Algumas das entradas do Diário de Miguel Torga são autênticas micronarrativas. Do primeiro volume, deixo as seguintes:
S. Martinho de Anta, 20 de Abril de 1938 - Tirei hoje o leite à cabra. Mas a minha mão já não é a mão justa do lavrador que conhece a medida da sua fome. Tirei tudo. Sequei tudo. Deixei o cabrito sem ração. Meu Pai olhou-me desanimado, e a cabra também.
Coimbra, 28 de Outubro de 1938 - Ia do quarto para o consultório e, nisto, um eléctrico esmaga o pé duma criança. Mas era pouco um pé só. Acudiu por isso um automóvel e acabou por esmagar o resto da criança.
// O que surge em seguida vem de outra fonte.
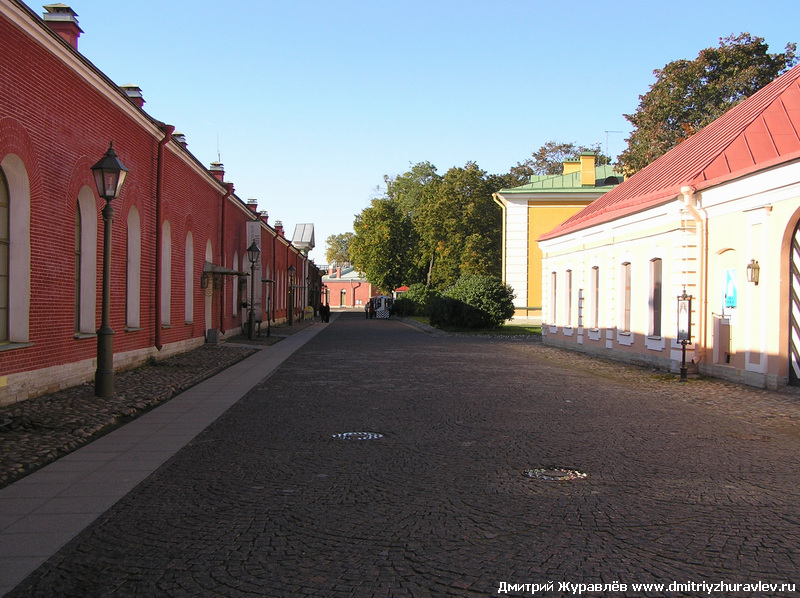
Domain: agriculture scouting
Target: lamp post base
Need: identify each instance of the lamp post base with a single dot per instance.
(104, 376)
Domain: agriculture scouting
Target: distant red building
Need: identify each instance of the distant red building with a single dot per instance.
(346, 287)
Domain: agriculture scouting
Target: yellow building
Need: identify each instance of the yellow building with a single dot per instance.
(531, 210)
(717, 219)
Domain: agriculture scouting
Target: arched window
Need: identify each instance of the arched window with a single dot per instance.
(85, 262)
(4, 251)
(655, 297)
(78, 240)
(568, 299)
(625, 279)
(134, 269)
(594, 293)
(15, 252)
(188, 272)
(166, 272)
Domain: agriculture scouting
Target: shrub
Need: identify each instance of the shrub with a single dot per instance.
(420, 298)
(474, 302)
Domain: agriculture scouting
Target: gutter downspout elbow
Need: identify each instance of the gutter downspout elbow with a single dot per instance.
(168, 130)
(701, 218)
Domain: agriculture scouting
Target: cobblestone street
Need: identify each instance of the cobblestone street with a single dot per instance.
(684, 483)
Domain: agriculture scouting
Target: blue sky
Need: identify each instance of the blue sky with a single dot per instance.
(311, 102)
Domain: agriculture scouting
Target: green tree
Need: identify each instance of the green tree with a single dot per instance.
(411, 191)
(462, 226)
(338, 248)
(381, 244)
(549, 159)
(689, 94)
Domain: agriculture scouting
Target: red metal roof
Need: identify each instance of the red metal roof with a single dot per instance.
(761, 131)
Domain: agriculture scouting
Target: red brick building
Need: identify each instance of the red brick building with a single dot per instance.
(346, 287)
(179, 237)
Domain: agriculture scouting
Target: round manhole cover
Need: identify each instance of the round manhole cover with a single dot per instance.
(556, 474)
(357, 436)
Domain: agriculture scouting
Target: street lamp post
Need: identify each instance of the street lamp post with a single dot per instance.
(268, 282)
(292, 270)
(253, 253)
(684, 328)
(109, 175)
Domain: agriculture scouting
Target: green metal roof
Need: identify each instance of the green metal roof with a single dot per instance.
(570, 183)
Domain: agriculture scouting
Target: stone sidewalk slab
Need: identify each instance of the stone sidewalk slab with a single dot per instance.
(43, 511)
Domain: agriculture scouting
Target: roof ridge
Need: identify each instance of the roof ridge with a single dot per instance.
(717, 152)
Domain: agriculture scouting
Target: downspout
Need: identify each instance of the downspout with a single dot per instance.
(274, 277)
(228, 193)
(503, 207)
(168, 130)
(690, 203)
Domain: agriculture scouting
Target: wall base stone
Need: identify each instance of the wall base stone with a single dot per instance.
(27, 385)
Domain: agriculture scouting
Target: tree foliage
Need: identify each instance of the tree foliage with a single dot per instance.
(433, 229)
(338, 248)
(549, 159)
(689, 94)
(382, 243)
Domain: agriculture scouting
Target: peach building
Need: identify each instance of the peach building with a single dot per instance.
(717, 218)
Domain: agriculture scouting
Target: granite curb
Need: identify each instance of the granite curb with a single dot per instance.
(40, 430)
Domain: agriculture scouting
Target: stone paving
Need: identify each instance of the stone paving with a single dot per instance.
(686, 482)
(35, 432)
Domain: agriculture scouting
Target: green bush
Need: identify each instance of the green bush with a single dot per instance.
(420, 298)
(474, 302)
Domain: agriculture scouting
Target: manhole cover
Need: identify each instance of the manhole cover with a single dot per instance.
(557, 474)
(358, 436)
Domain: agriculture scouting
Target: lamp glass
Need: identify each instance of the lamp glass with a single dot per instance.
(109, 174)
(253, 252)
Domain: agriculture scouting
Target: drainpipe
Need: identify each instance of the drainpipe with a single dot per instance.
(274, 276)
(168, 130)
(700, 216)
(228, 193)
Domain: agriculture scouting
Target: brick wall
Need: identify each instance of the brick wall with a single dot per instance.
(58, 122)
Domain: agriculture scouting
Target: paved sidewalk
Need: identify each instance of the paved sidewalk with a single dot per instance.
(43, 511)
(381, 461)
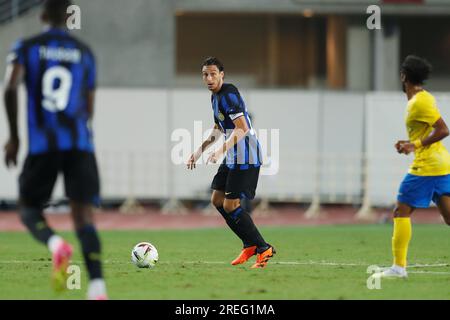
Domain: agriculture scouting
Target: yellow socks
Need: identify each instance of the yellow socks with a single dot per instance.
(400, 240)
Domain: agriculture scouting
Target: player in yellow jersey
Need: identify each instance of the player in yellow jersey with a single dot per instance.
(428, 178)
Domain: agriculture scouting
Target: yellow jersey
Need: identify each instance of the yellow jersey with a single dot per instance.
(421, 114)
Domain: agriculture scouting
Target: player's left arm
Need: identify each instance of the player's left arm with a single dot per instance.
(13, 77)
(91, 83)
(240, 130)
(440, 131)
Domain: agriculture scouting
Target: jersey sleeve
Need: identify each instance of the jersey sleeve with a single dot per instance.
(233, 106)
(16, 54)
(91, 71)
(425, 110)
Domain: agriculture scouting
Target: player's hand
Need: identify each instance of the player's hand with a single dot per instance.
(399, 143)
(11, 150)
(213, 157)
(406, 148)
(192, 160)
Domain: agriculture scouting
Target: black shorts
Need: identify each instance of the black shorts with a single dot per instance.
(39, 173)
(236, 184)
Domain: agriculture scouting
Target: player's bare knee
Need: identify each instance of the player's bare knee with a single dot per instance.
(217, 200)
(231, 204)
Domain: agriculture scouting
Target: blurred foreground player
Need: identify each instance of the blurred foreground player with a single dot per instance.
(59, 74)
(237, 176)
(428, 178)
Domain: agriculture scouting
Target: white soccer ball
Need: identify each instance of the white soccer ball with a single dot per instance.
(144, 255)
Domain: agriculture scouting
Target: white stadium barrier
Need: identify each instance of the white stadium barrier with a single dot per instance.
(333, 147)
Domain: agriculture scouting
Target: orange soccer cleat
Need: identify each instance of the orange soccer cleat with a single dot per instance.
(245, 254)
(264, 257)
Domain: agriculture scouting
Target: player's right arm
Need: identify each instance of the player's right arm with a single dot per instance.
(212, 138)
(13, 77)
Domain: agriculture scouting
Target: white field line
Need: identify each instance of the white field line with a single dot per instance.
(298, 263)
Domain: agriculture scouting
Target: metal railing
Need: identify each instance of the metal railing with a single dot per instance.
(11, 9)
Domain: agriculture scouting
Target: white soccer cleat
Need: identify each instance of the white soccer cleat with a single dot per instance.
(394, 272)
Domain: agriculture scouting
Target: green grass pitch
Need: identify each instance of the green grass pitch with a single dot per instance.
(326, 262)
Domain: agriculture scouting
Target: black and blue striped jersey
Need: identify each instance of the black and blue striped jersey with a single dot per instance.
(59, 72)
(228, 105)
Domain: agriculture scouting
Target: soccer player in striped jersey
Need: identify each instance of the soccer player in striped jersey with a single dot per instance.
(428, 178)
(59, 73)
(237, 176)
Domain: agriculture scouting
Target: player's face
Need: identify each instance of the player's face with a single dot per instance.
(212, 77)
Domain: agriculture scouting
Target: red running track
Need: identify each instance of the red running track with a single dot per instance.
(154, 219)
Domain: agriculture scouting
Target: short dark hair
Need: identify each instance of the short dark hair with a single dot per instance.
(213, 61)
(56, 10)
(416, 69)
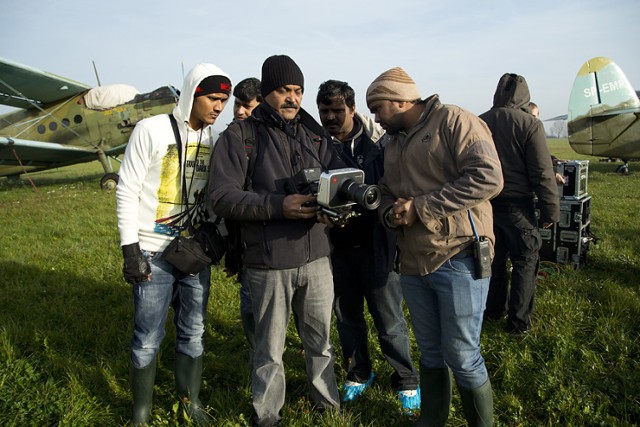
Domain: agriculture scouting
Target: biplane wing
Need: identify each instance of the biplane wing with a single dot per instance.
(21, 86)
(20, 155)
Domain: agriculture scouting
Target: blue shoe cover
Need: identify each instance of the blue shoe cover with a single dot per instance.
(352, 390)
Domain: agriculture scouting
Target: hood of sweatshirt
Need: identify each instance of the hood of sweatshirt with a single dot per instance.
(512, 92)
(182, 111)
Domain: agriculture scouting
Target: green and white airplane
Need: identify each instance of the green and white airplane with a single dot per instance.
(604, 113)
(61, 122)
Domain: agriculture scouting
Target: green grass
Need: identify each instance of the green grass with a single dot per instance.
(65, 324)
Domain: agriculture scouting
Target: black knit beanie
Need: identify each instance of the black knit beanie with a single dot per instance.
(277, 71)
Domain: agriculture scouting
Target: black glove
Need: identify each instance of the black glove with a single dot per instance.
(136, 267)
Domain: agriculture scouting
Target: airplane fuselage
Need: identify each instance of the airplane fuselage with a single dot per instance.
(71, 123)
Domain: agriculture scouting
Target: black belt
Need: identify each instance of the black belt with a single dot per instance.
(464, 253)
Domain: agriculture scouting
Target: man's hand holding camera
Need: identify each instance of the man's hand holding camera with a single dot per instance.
(402, 213)
(299, 206)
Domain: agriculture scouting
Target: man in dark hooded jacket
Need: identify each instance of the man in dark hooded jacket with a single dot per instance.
(527, 171)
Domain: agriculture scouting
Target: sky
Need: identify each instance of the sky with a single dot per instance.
(457, 49)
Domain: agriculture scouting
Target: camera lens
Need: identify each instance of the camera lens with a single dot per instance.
(367, 196)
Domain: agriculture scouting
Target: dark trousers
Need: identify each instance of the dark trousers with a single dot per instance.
(356, 278)
(518, 240)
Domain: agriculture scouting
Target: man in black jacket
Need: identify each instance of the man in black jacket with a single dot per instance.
(527, 170)
(363, 258)
(285, 242)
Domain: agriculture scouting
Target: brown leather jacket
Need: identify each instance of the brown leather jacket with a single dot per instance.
(448, 164)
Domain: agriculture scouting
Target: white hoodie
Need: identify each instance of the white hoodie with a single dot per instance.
(149, 201)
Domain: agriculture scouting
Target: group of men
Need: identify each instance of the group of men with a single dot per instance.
(439, 172)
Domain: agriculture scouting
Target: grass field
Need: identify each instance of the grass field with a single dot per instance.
(65, 324)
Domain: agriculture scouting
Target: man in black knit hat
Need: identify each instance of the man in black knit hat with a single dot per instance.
(284, 238)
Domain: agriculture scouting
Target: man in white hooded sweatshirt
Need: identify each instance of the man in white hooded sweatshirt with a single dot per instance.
(161, 189)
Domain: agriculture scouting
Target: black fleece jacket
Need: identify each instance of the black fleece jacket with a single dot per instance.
(283, 148)
(522, 148)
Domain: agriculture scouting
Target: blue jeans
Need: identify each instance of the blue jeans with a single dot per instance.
(446, 309)
(356, 278)
(187, 294)
(307, 291)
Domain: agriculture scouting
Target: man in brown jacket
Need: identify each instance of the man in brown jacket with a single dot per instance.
(441, 169)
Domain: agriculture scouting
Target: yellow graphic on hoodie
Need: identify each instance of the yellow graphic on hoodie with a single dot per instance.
(171, 213)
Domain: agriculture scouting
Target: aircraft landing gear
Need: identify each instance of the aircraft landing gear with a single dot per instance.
(109, 181)
(624, 168)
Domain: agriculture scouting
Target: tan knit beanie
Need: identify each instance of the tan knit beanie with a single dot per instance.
(393, 85)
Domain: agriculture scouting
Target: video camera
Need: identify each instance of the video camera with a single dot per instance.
(337, 190)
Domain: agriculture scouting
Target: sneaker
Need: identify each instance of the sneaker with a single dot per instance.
(352, 390)
(410, 400)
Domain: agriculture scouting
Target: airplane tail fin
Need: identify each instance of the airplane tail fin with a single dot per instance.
(601, 89)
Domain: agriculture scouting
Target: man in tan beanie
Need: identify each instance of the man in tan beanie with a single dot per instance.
(441, 169)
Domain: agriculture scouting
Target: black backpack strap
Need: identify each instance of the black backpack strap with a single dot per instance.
(248, 129)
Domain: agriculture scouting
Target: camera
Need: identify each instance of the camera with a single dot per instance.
(337, 190)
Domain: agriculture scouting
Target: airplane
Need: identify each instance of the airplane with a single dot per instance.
(604, 113)
(60, 122)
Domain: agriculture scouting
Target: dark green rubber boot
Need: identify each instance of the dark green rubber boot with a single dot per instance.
(142, 381)
(435, 389)
(478, 405)
(188, 380)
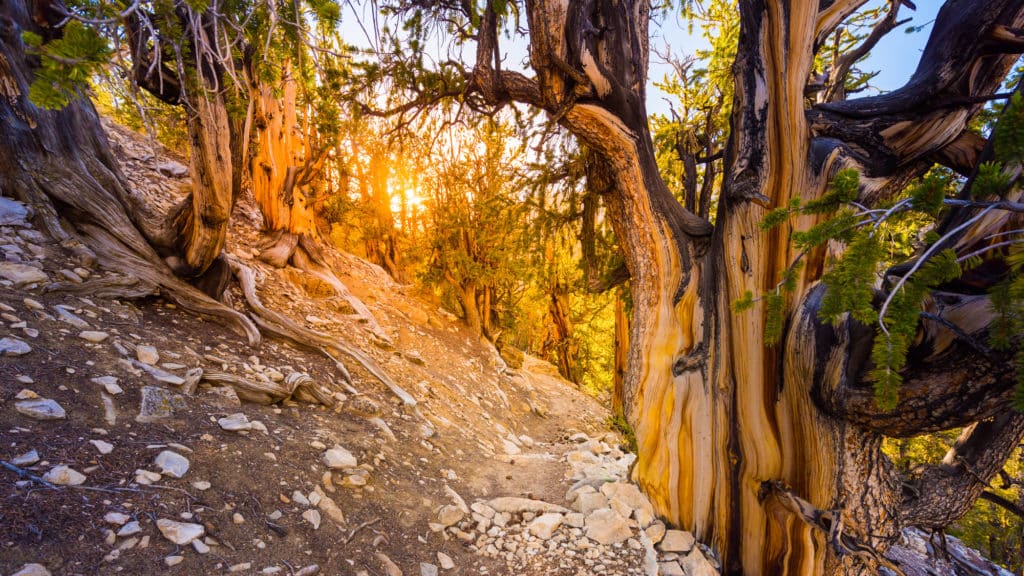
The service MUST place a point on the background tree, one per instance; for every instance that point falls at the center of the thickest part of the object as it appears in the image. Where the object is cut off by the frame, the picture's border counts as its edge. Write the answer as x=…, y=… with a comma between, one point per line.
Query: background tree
x=762, y=432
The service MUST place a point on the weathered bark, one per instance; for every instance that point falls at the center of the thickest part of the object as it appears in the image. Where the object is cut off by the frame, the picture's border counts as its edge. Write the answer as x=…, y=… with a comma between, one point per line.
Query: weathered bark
x=59, y=162
x=718, y=413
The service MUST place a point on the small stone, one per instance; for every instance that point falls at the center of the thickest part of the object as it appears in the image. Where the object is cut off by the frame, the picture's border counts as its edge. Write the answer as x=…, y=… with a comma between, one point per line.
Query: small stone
x=64, y=476
x=312, y=517
x=670, y=569
x=13, y=346
x=27, y=459
x=338, y=457
x=450, y=516
x=32, y=569
x=41, y=409
x=158, y=403
x=110, y=384
x=607, y=527
x=180, y=533
x=130, y=529
x=117, y=519
x=102, y=447
x=145, y=478
x=677, y=541
x=236, y=422
x=200, y=546
x=544, y=526
x=171, y=463
x=147, y=355
x=23, y=275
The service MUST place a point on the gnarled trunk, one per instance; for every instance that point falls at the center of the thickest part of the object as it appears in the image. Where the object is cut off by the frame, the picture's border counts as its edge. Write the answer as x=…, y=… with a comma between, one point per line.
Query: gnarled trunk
x=59, y=163
x=737, y=440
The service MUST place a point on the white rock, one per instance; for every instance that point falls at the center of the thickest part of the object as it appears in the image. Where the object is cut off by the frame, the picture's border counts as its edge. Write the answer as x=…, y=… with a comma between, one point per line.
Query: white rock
x=22, y=275
x=338, y=457
x=147, y=355
x=13, y=346
x=130, y=529
x=607, y=527
x=545, y=525
x=236, y=422
x=27, y=459
x=33, y=570
x=200, y=546
x=64, y=476
x=117, y=519
x=180, y=533
x=171, y=463
x=312, y=517
x=696, y=565
x=146, y=478
x=102, y=447
x=110, y=384
x=677, y=541
x=450, y=516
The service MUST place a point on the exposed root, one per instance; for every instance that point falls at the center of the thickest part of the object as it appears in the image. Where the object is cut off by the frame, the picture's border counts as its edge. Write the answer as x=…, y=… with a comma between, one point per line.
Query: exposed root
x=280, y=325
x=296, y=383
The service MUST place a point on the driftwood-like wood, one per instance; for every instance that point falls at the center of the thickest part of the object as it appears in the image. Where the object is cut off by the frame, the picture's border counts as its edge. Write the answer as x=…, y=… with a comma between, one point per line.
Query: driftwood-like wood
x=281, y=326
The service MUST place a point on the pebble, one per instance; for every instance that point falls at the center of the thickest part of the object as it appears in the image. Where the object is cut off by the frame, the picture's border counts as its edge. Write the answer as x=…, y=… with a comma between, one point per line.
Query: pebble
x=338, y=457
x=171, y=463
x=65, y=476
x=33, y=570
x=102, y=447
x=236, y=422
x=180, y=533
x=13, y=346
x=147, y=355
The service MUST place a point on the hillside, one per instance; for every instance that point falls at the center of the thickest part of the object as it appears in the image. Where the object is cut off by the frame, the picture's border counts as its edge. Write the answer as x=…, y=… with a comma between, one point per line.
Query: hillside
x=119, y=423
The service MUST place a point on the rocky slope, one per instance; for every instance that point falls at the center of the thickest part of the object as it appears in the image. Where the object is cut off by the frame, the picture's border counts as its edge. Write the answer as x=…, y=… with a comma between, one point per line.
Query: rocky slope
x=125, y=446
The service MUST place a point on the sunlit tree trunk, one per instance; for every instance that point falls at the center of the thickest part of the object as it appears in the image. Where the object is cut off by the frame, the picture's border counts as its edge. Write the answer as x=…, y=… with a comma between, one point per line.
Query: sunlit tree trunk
x=763, y=451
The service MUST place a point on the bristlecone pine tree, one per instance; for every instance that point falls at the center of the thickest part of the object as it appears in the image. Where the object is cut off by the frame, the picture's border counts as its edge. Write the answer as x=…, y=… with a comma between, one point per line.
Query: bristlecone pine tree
x=761, y=430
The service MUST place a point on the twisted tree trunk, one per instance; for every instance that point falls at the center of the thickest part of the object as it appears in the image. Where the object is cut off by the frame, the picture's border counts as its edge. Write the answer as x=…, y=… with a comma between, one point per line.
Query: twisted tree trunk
x=60, y=164
x=770, y=453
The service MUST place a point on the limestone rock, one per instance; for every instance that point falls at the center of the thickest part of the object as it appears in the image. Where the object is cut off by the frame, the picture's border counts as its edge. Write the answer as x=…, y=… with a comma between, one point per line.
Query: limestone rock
x=236, y=422
x=677, y=541
x=339, y=458
x=312, y=517
x=158, y=404
x=33, y=570
x=607, y=527
x=23, y=275
x=147, y=355
x=515, y=504
x=545, y=525
x=181, y=533
x=171, y=463
x=64, y=476
x=13, y=346
x=40, y=409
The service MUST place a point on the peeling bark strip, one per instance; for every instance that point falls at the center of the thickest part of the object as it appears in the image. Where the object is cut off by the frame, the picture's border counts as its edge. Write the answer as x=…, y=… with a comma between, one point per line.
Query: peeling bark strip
x=716, y=412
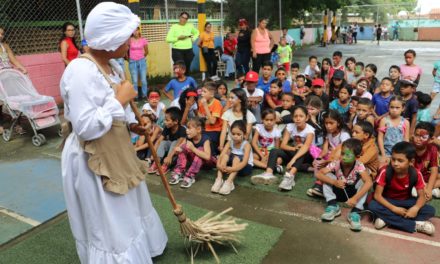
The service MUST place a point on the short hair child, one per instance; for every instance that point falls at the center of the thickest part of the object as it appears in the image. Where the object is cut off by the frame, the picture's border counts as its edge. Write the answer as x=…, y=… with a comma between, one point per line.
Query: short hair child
x=172, y=136
x=426, y=160
x=196, y=151
x=236, y=159
x=351, y=188
x=396, y=207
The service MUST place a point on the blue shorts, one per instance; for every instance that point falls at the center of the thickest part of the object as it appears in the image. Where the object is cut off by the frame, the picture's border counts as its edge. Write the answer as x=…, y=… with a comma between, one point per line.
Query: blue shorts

Coimbra, 8 de Dezembro de 1938 - Pavoroso incêndio numa fábrica da Baixa. Ardeu tudo. Muitos mil contos de prejuízo. Mas o seguro paga uma parte e a gente para o resto de qualquer maneira. A quem não se pode valer é àquela pomba branca que, atraída pelo clarão, veio do seu ninho, voou sobre as labaredas, e, aos poucos, asfixiada, foi descendo, descendo, até cair inanimada na fogueira.
Coimbra, 15 de Janeiro de 1939 - Que ninguém (nem eu) saiba nunca o que se passou. Dentro do poço um morto; sobre o poço uma pedra tumular; e, sobre a pedra, um puro e infinito silêncio.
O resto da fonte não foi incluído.